Armfield insisted that Finney, back in 1952, would never have left Preston, where he was earning a paltry £14 a week under the iniquitous maximum wage, for the wealth that was offered to him by the Sicilian club. But the truth is that Finney would have gone — after all, he knew Italy pretty well, having served there with the British Army in the Second World War — had it not been for the obdurate refusal of the Preston chairman to release him. So he continued plumbing.

So it ironically was that Finney, having enthralled English football with a glorious 19-year-old display at Wembley against Arsenal in the League War Cup final in 1941, vanished from the English game for the next five years. Unlike a very large number of leading British footballers, he was not drafted into the Army or the Air Force physical training corps. This at the instigation of the Government, who wanted a distraction for the British public from the vicissitudes of the Nazi bombing.

The League War Cup stood in for the traditional FA Cup for the first two wartime seasons, when “official” football was suspended. Inspired by young Finney, Preston, the underdogs, held Arsenal to a 1-1 draw, then beat them in the replay in Blackburn.

So Finney was lost to the game, though not remotely forgotten, till 1946, when he went straight into the England team in Belfast and Dublin, to the exclusion of the legendary Stanley Matthews.

Born in 1915, Matthews, that supreme enigma, was thus much older than Finney. As a 19-year-old, he had won his first cap for England and was renowned for that amazing body swerve. “Don’t ask me how I do it,” he once said. “It just comes out of me under pressure”.

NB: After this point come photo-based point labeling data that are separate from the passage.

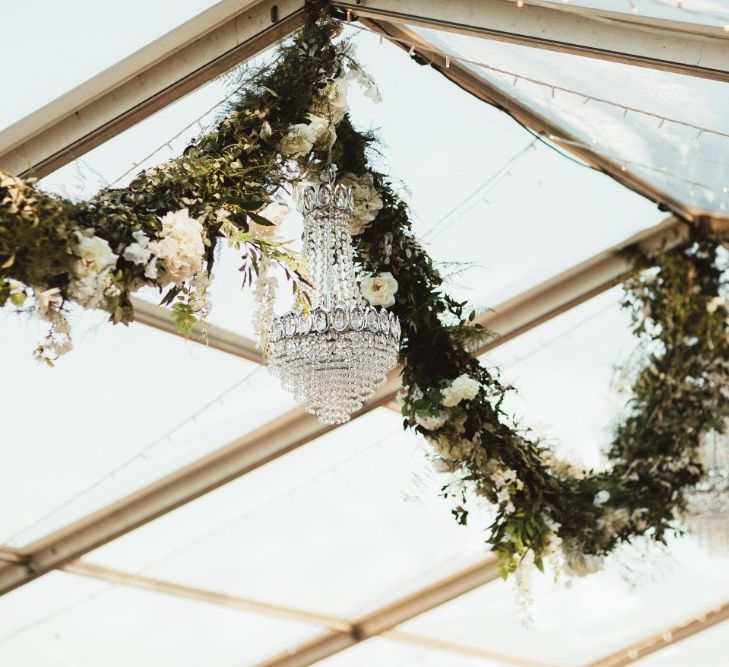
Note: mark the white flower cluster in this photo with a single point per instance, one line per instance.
(303, 137)
(58, 340)
(199, 297)
(716, 303)
(275, 212)
(331, 101)
(379, 290)
(139, 253)
(463, 388)
(180, 246)
(431, 422)
(367, 201)
(358, 75)
(92, 270)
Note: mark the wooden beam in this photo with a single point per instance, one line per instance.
(622, 37)
(296, 428)
(85, 569)
(634, 652)
(523, 114)
(282, 435)
(386, 618)
(189, 56)
(212, 336)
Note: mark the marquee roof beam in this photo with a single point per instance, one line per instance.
(148, 80)
(296, 427)
(213, 336)
(388, 617)
(635, 652)
(465, 78)
(671, 46)
(86, 569)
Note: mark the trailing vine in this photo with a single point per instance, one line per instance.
(289, 122)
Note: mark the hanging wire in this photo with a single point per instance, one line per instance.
(514, 159)
(548, 86)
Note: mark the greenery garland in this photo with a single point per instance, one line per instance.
(158, 230)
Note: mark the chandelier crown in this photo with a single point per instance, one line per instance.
(334, 357)
(708, 501)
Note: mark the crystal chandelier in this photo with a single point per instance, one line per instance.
(333, 358)
(708, 501)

Matthews would eventually regain his England place, at the expense of Finney, the following March, and when Great Britain played the Rest of Europe in Glasgow in May, he was chosen on the right wing while Finney wasn’t picked. But later that month, the England selectors, absurdly allowed to choose the team at the expense of the actual manager Walter Winterbottom, came to their senses, picking Matthews on the right flank, Finney on the left. The results were spectacular. In Lisbon, Portugal were thrashed 10-0, with each winger getting a goal. Finney, in fact, was naturally left-footed and had begun at Preston as an inside-left.

A year later, in Turin, the pair excelled in England’s somewhat flattering 4-0 victory against Italy. Matthews tormented Eliani, the inexperienced left-back replacing the injured Moroso, and in the second half, Finney scored England’s last two goals.

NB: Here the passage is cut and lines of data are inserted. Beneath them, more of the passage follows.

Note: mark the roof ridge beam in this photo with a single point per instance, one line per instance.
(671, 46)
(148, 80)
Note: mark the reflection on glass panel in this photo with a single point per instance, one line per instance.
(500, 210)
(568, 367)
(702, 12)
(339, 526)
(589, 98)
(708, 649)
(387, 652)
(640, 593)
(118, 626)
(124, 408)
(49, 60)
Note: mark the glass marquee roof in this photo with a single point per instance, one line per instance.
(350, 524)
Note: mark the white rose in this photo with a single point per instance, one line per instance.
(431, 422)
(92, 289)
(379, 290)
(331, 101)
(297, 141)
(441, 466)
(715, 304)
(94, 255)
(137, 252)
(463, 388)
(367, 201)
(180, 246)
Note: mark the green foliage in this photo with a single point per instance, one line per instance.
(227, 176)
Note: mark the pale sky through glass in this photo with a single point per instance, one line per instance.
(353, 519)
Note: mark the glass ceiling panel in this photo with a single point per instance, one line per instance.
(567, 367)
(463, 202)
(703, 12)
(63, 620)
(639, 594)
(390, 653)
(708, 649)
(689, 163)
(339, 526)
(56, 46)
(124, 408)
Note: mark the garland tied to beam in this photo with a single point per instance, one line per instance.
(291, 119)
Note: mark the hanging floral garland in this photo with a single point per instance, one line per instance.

Finney was never as controversial a player as Matthews, often criticised for holding up the play through over-elaboration. One of his England colleagues in the powerful wartime international team once said that when you gave him the ball you could never be quite sure when you were going to get it back. But Matthews was a glorious player for the great occasion even after the bruising so-called Battle of Highbury, versus Italy in November 1934. A ludicrous daily sports columnist wondered whether he had the Big Match Temperament!

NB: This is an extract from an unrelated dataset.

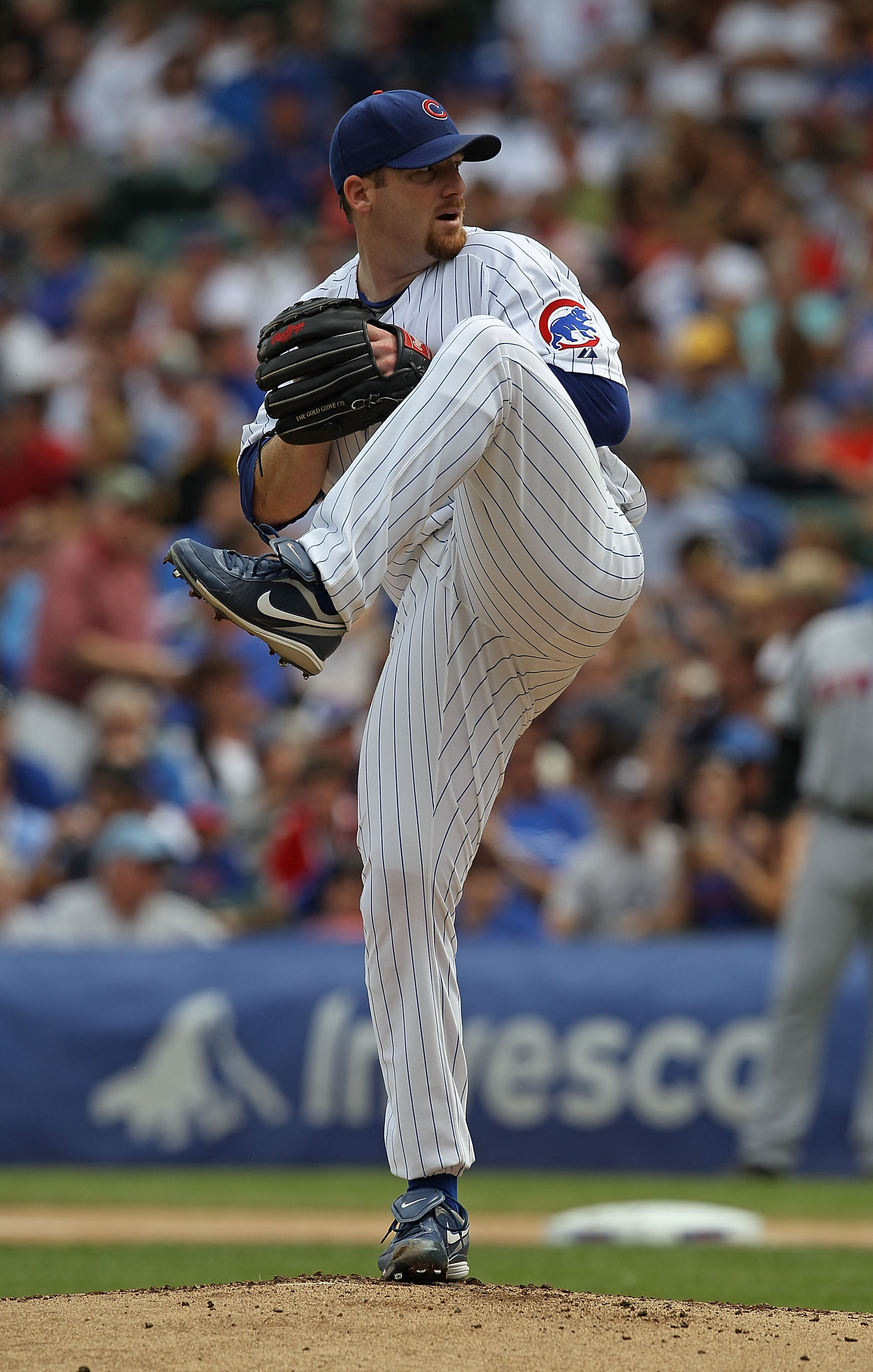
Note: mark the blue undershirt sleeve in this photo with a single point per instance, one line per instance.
(246, 470)
(603, 405)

After a wartime match at Wembley, there was even newspaper speculation that his England team-mates had deliberately starved Matthews of the ball. And absurdly, on the eve of the 1950 World Cup in Brazil, he was initially excluded from the England squad, consigned instead to a meaningless FA team tour of North America, from which he was recalled to the squad only at the last moment.

Matthews did not play in the calamitous match in Belo Horizonte, where a USA team made up of obscure players actually beat England 1-0. Had Matthews been on the right with Finney on the left, it would, probably, have been a very different story, but on the face of it, England could have been expected to win the game at ease.

Matthews did get a hat-trick when switched to inside-forward in the 1937 match at Tottenham against the Czechs. He was the first ever European Footballer of the Year, an honour never won by Finney. But Finney, who scored 30 goals for England, showed his immense versatility late in his Preston career by modulating with great success into a deep lying centre-forward, where his attributes of balance, skill and invention inspired his team.

Finney had just one club; Matthews had two. Emerging with Stoke city, his local team, he served with the RAF in the war, playing as a guest for Blackpool, whom he rejoined afterwards when he was absurdly sidelined by the Stoke manager, Bob McGrory. But these were two heroic figures.